A 120-year-old pōhutukawa tree was chopped down in Grafton last night - only hours after Auckland mayor Phil Goff unveiled a climate tax to plant mature native trees in urban parts of the city.
The prominent tree outside St David's Church on Khyber Pass was felled at about 11pm by the Ted Manson Foundation, during which a handful of protesters were removed from the site by police.
In June this year, the property investor and philanthropist Ted Manson bought the historic city church as a memorial to World War I soldiers and two adjoining sites.
At the time, Manson said he worked with Friends of St David's Trust over three years to save the church in perpetuity and achieve a category A heritage listing. It will be restored as a centre for music.
Sam McCloy- McKenzie, chief executive of the Ted Manson Foundation, said to fund the purchase and preservation of the church, the development potential of the two remaining sites needed to be maximised.
This required removal of the pōhutukawa tree, which was not protected and could be removed as a permitted activity under the Auckland Unitary Plan, she said.
McCloy-McKenzie said upon settlement an arborist arranged to remove dangerous branches protruding beyond the property boundary.
Work started last night and it was decided the whole tree should be removed at the same time, she said.
McCloy-McKenzie did not say what the plans are for the two sites.
A man who videoed the tree being felled last night, Zane Wedding, said it was another loss of an ancient pōhutukawa to Tāmaki Makaurau.
Councillor Chris Fletcher said she was utterly devastated at the loss of the tree, saying months ago she requested the council protect it and had received an assurance by Goff and officers it was in hand.
She said she followed it up as recently as last week and nothing happened because "the tree popped down at 11 o'clock last night".
"There is blood on everyone's hands on this because we knew about it in advance and I'm really ashamed at the council for failing to act.
"Most people know that tree and as they drive up Khyber Pass and they will remember where that tree was," Fletcher said.
Goff yesterday announced a Climate Action Targeted Rate as part of his latest budget, that, among other things, will provide 14,800 mature native trees over 10 years in areas with few urban trees, mostly in South Auckland.
Fletcher said it did seem "ironic and a bit hollow" the policy came out on the same day the pōhutukawa tree was chopped down.

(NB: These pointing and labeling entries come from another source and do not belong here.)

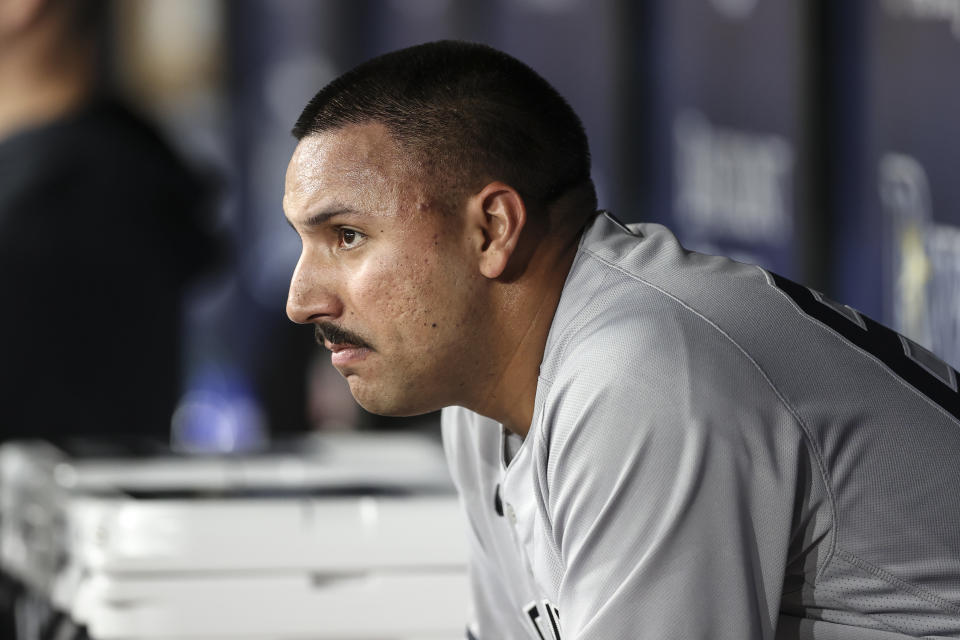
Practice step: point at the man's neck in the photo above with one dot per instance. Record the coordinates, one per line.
(527, 324)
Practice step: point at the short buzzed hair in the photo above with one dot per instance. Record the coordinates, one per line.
(468, 114)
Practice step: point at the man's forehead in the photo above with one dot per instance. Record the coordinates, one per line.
(356, 147)
(355, 158)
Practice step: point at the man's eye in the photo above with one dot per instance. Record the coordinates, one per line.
(349, 238)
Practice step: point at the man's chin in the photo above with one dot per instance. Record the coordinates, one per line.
(384, 403)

Goff said he had given Fletcher no assurance about steps being taken to protect the pōhutukawa tree in Khyber Pass.
"It is really sad to see a beautiful, mature pōhutukawa tree cut down, especially when it was about to bloom.
"We have been advocating strongly to the Government to reverse the decision made by the previous government in 2013 that removed council's general tree protection powers," Goff said.
Tree Council board member and landscape architect Mark Lockhart said Auckland Council was doing "less than nothing" to protect trees and called Goff's climate tax "ridiculous" and "nonsensical".
"We might as well try and keep the trees that we have. To replace a mature tree, especially the size of some of the trees being removed, takes years.
"You just can't compensate for the loss of a large tree and the role it plays in the environment," Lockhart said.
The loss of the Khyber Pass pōhutukawa follows the case of the council
earlier this year after a human error left it off its protected tree schedule.
The Tree Council is also pursuing the scheduling of the 587 other notable trees currently with no legal protection.
Last month, the council launched an investigation into the poisoning of four mature rimu and tōtara trees at Hinemoa Reserve in Birkenhead - the third attack on trees in the harbourside suburb in the past year.
The chairman of Friends of St David's Trust, Paul Baragwanath, said he was unaware of the plan to fell the tree and had no other comment.